Amanda Gorman’s yellow Prada (and, oh, that headband)
Lady Gaga sang the national anthem, but the 22-year-old inaugural poet had the real “A Star Is Born” moment, not just for her incisive verses but that amazing bright yellow Prada coat. It was her nod to Jill Biden, who had recommended her for the honor of being the youngest poet to write and recite an original poem at an inaugural. “[Jill Biden] said, ‘I saw this video of you and you were wearing yellow and I loved it,’” Gorman told Vogue.
Her jewelry was provided by none other than Oprah Winfrey, who is a fan of Gorman’s. Vogue reported that when Gorman’s idol, Maya Angelou, spoke at Bill Clinton’s 1993 inauguration, Winfrey sent her a coat and a pair of gloves.
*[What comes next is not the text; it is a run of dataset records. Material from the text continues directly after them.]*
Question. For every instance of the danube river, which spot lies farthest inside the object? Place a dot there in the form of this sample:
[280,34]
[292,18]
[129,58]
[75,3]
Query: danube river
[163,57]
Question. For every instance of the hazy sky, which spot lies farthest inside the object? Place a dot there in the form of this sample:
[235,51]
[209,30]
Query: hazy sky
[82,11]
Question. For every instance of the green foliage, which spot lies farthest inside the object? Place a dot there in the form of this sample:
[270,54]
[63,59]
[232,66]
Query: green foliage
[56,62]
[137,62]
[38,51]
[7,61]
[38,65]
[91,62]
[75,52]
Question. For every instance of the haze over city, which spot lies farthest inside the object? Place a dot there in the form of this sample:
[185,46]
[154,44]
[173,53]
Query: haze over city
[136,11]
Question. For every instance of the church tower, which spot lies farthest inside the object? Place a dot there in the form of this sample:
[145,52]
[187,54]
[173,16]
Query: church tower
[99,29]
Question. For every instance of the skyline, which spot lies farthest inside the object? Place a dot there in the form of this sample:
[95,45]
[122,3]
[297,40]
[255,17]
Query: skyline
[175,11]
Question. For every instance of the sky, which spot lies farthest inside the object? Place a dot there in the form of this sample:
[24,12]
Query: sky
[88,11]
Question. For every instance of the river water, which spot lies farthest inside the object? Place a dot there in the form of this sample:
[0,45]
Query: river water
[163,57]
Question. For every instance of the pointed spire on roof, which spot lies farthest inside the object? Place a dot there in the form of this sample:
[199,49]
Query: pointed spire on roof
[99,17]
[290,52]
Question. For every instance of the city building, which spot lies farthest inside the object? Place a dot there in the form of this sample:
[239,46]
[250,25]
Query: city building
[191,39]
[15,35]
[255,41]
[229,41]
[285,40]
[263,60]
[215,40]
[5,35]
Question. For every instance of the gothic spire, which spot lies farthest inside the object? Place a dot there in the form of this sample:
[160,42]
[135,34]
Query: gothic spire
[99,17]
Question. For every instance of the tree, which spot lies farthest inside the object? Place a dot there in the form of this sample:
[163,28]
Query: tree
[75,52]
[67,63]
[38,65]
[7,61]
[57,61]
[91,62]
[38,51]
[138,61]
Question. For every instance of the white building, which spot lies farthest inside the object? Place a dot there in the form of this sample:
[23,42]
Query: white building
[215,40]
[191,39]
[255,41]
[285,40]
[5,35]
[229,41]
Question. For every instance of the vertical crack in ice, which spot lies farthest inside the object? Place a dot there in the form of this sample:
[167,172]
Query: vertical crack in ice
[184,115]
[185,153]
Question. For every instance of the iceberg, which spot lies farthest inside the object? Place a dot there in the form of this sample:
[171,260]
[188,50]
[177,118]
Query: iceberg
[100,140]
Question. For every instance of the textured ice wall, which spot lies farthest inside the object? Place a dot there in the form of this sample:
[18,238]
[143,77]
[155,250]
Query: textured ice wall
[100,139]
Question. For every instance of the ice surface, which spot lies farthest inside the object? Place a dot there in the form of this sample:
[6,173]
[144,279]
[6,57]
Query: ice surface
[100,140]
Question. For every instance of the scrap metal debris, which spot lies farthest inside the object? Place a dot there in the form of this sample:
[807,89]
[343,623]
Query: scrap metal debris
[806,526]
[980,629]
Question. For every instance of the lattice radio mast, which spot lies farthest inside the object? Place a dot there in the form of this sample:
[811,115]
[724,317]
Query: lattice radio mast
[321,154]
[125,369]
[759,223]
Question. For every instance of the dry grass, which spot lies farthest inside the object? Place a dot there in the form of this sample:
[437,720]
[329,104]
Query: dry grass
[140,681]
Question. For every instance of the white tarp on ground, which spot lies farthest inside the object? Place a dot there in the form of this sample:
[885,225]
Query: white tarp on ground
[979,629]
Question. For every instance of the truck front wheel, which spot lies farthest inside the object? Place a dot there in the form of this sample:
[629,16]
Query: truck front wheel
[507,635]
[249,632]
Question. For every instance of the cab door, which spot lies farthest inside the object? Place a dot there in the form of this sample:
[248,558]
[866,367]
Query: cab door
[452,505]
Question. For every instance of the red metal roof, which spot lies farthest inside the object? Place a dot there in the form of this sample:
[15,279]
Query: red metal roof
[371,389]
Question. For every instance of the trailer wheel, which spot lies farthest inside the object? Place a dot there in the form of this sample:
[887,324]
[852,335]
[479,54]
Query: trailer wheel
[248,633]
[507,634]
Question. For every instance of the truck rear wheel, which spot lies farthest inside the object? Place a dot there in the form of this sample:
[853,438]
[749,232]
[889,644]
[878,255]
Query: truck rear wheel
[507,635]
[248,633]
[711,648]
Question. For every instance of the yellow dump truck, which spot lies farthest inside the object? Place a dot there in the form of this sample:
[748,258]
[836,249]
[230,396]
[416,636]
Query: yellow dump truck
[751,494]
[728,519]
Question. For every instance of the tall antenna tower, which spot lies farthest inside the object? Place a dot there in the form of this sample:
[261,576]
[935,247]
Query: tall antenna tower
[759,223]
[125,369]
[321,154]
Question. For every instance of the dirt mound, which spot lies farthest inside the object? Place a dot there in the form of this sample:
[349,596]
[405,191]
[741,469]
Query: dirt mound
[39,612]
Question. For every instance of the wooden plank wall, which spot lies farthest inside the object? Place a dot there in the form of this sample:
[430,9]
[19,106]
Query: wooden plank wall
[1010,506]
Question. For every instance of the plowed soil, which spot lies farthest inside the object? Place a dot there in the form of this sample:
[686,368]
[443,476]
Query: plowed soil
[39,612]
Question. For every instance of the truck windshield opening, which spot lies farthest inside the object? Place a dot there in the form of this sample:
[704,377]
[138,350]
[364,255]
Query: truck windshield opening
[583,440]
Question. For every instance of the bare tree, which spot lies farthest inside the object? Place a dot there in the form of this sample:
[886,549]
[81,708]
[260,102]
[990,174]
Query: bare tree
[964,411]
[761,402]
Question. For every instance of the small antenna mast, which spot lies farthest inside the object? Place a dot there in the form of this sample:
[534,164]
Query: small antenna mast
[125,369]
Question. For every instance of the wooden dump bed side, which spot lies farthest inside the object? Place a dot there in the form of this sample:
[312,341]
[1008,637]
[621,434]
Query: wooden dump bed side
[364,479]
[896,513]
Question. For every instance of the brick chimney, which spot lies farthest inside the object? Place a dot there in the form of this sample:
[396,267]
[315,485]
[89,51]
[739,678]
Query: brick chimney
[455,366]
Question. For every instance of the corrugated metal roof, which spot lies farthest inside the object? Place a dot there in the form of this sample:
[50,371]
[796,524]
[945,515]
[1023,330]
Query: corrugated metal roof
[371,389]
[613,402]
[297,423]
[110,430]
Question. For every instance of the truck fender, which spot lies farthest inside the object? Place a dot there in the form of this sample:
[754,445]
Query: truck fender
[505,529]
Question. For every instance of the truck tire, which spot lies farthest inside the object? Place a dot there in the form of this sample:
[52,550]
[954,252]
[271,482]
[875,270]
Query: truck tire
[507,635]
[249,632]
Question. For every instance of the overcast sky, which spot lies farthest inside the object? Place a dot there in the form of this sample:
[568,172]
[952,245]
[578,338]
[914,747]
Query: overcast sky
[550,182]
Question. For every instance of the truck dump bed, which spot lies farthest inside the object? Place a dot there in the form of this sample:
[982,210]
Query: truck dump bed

Gorman wore gold hoops, and a ring in the shape of a caged bird, symbolizing Angelou’s memoir “I Know Why the Caged Bird Sings.” But runner-up to the coat (which has already sold out on Farfetch) is that fabulous giant red Prada headband.
Janet Yellen’s toasty-warm, weather-appropriate puffer
While Sanders channeled America’s no-nonsense patriarchs, the nominee for treasury secretary took up the mantle of our nation’s sensible moms and grandmas. Bundled in a hooded black puffer jacket and a navy lap blanket, Yellen’s ensemble struck a chord with those whose clothing philosophy is “form follows function.”
Meena Harris’s green-on-green shearling
Meena Harris, niece of Vice President Harris. (Drew Angerer/Getty Images)
Harris’s very fashionable niece Meena Harris, debuted her green shearling coat from Coach with a simple mic-drop tweet: “WE IN HERE AMERICA.”
But the lawyer and best-selling children’s book author said — and moms everywhere can relate — that the hardest part of her day was just leaving the house in winter with two daughters under the age of 5. “Is there an award for getting your entire family dressed for cold weather and out of the house under very stressful circumstances without killing your family [sic] I would like to nominate myself,”
Her daughters also had excellent coat game, wearing fuzzy animal prints to resemble coats that Harris and her sister Maya, Meena’s mom, had worn as kids.